The oil spill is affecting the oyster supply, but not because of contamination from crude. A leading restaurant operator says there are edible oysters in the Gulf, but no one to harvest them. Lucien Gunter, who operates Acme Oyster House, says a thousand oystermen have been idled by BP in anticipation of being needed to clean up oil. Gunter says he has seen oyster prices go from $23 dollars a five-pound gallon to $53, even though most of the oyster beds are open. Gunter says he expects oysters to top their post-Katrina high of $74–a cost that the restaurants are mostly not passing on.

Homebuilders are losing confidence in the housing market now that government incentives that spurred home sales have ended. The National Association of Home Builders says its housing market index fell to 17 in June, sinking five points after two straight months of increases. It was the lowest level since March. Builders had been more optimistic earlier in the year when buyers could take advantage of tax credits of up to $8,000. Those incentives expired on April 30th, although buyers with signed contracts have until June 30th to complete their purchases. Without the credits, “the reduction in consumer activity may have been more dramatic than some builders had anticipated,” said Bob Jones, a homebuilder from Bloomfield Hills, Michigan.

The Federal Reserve has adopted rules aimed at protecting credit card customers from getting socked by lofty late payment charges and other penalty fees. The new rules will bar credit card companies from charging a penalty fee of more than $25 for paying a bill late. They prohibit credit card companies from charging penalty fees that are higher than the dollar amount associated with the customer’s violation. They also ban so-called “inactivity” fees when customers don’t use the account to make new purchases and they prevent multiple penalty fees on a single late payment. The rules take effect on August 22nd.

The outgoing president of the United Auto Workers says the union will keep fighting for legislation that makes it easier for workers to organize. In his final speech after eight years leading the union, Ron Gettelfinger urged members to back union-friendly candidates in November. He says conservatives showed their contempt for the UAW when they opposed the government’s bailout of General Motors and Chrysler. The UAW members will choose a new president next week. Longtime vice president Bob King is expected to be elected. But he does face a challenge from workers angry about wage concessions that Gettelfinger agreed to.

Two companies that top a list of worse-than-average complaint records in 2009 are being investigated by the Texas Department of Insurance. The Dallas Morning News reports on its analysis of department figures. Complaints against Loya Insurance and Old American County Mutual included delays in processing claims, unsatisfactory offers or settlements, denial of claims and liability issues. Loya Vice President Edgar Meza says many complaints involve market value of vehicles and coverage. Meza says complaints against Loya are down this year and the company takes such complaints seriously. Dallas-based Old American County Mutual had a complaint index more than three times worse than a typical company. Old American did not immediately comment.

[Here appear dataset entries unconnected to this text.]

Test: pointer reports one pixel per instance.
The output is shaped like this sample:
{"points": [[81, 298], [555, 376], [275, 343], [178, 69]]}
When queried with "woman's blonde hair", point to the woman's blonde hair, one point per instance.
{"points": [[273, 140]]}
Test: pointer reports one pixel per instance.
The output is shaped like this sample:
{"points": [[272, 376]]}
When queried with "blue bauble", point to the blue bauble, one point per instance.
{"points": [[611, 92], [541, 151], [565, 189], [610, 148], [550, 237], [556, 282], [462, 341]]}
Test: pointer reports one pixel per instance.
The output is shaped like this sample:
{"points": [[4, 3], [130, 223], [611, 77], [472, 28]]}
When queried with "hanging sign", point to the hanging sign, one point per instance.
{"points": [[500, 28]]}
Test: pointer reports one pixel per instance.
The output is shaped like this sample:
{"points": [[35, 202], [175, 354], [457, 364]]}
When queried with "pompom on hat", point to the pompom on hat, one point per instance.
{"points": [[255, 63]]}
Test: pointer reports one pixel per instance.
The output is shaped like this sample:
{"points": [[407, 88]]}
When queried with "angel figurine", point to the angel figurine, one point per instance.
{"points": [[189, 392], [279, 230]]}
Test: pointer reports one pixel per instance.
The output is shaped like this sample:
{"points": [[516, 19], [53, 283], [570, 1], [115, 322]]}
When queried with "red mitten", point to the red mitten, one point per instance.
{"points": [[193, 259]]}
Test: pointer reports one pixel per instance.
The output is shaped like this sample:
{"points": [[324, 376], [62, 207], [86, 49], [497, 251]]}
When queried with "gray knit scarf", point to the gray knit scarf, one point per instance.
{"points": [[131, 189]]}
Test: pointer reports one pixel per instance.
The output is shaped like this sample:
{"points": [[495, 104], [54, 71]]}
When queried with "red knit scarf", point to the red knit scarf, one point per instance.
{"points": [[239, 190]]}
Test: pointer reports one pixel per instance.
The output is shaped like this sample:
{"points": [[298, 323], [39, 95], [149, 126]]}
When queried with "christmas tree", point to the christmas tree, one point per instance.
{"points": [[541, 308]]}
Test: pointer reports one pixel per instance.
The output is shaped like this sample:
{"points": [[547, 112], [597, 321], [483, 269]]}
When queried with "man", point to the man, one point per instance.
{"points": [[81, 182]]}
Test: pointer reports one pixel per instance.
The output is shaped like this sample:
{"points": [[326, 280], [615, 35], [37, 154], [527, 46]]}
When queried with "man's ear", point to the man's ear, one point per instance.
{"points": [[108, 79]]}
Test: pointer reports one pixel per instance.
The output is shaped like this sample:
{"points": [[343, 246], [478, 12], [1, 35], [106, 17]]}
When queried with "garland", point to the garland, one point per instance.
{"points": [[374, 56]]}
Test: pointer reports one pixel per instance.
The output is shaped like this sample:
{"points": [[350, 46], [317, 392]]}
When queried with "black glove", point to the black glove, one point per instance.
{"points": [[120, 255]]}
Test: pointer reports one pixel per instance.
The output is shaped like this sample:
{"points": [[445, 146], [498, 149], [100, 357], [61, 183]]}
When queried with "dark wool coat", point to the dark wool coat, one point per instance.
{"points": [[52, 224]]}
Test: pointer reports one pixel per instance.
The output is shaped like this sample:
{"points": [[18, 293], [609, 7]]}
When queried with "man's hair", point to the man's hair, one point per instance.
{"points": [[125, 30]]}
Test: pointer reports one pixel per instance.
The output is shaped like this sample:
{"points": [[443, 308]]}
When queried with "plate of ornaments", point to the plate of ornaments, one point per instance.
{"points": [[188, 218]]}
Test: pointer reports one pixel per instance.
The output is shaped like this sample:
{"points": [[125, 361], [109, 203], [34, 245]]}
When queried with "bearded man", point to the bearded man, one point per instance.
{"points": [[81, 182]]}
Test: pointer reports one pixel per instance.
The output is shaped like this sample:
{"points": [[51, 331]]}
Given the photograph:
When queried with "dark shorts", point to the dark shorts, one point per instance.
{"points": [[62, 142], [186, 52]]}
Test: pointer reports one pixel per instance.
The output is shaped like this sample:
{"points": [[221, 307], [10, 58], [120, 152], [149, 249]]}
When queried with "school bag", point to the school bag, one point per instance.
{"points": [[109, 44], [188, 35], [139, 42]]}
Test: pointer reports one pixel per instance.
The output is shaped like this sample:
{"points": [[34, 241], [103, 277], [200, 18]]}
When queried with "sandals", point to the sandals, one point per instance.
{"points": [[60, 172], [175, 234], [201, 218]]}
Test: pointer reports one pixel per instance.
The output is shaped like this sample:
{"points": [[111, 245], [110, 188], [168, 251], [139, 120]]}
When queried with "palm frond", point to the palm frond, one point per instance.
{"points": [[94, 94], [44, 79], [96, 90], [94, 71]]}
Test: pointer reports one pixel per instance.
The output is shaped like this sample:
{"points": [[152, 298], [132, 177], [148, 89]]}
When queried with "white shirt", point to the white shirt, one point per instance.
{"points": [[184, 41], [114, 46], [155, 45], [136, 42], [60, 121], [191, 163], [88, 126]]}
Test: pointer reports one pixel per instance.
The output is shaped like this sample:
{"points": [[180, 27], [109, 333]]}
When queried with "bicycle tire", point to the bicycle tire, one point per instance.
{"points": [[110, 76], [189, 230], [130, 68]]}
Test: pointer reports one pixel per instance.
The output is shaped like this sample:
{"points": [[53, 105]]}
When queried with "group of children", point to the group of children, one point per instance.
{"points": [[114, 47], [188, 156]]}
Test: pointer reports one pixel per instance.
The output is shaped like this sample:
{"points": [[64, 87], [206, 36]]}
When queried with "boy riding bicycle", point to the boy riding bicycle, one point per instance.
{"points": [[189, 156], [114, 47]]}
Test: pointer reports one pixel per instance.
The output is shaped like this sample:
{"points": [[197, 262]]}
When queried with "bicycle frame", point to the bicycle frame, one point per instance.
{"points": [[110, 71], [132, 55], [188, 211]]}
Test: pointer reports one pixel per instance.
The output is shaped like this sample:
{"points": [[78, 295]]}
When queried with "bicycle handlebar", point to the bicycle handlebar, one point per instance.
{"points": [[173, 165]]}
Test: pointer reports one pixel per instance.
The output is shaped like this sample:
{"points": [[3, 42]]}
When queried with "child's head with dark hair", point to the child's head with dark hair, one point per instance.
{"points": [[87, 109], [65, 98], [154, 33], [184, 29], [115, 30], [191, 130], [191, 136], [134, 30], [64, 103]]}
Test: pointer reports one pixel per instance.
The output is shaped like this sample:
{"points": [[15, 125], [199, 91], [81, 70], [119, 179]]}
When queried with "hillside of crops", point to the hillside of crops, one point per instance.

The latest version of Microsoft’s Office software is now available to consumers and small businesses. The most basic bundle of Word, Excel, Powerpoint and OneNote, called Office Home and Student 2010, will cost $150. The programs can be installed on as many as three home computers. There are more expensive versions that include the Outlook e-mail program and one that adds Publisher, a desktop publishing program, and Access, a database. For the first time, Microsoft is also launching free Web-based versions of the four core Office programs. They will have fewer features than the desktop software.

American Airlines expects second-quarter unit revenue to rise between 16.5 percent and 17.5 percent from a year earlier. The airline said in a Securities and Exchange Commission filing that revenue from cargo and other services will rise between 11.8 and 12.8 percent compared with the second-quarter of 2009. Parent AMR expects to end the second quarter with a cash and short-term investment balance of approximately $5.5 billion.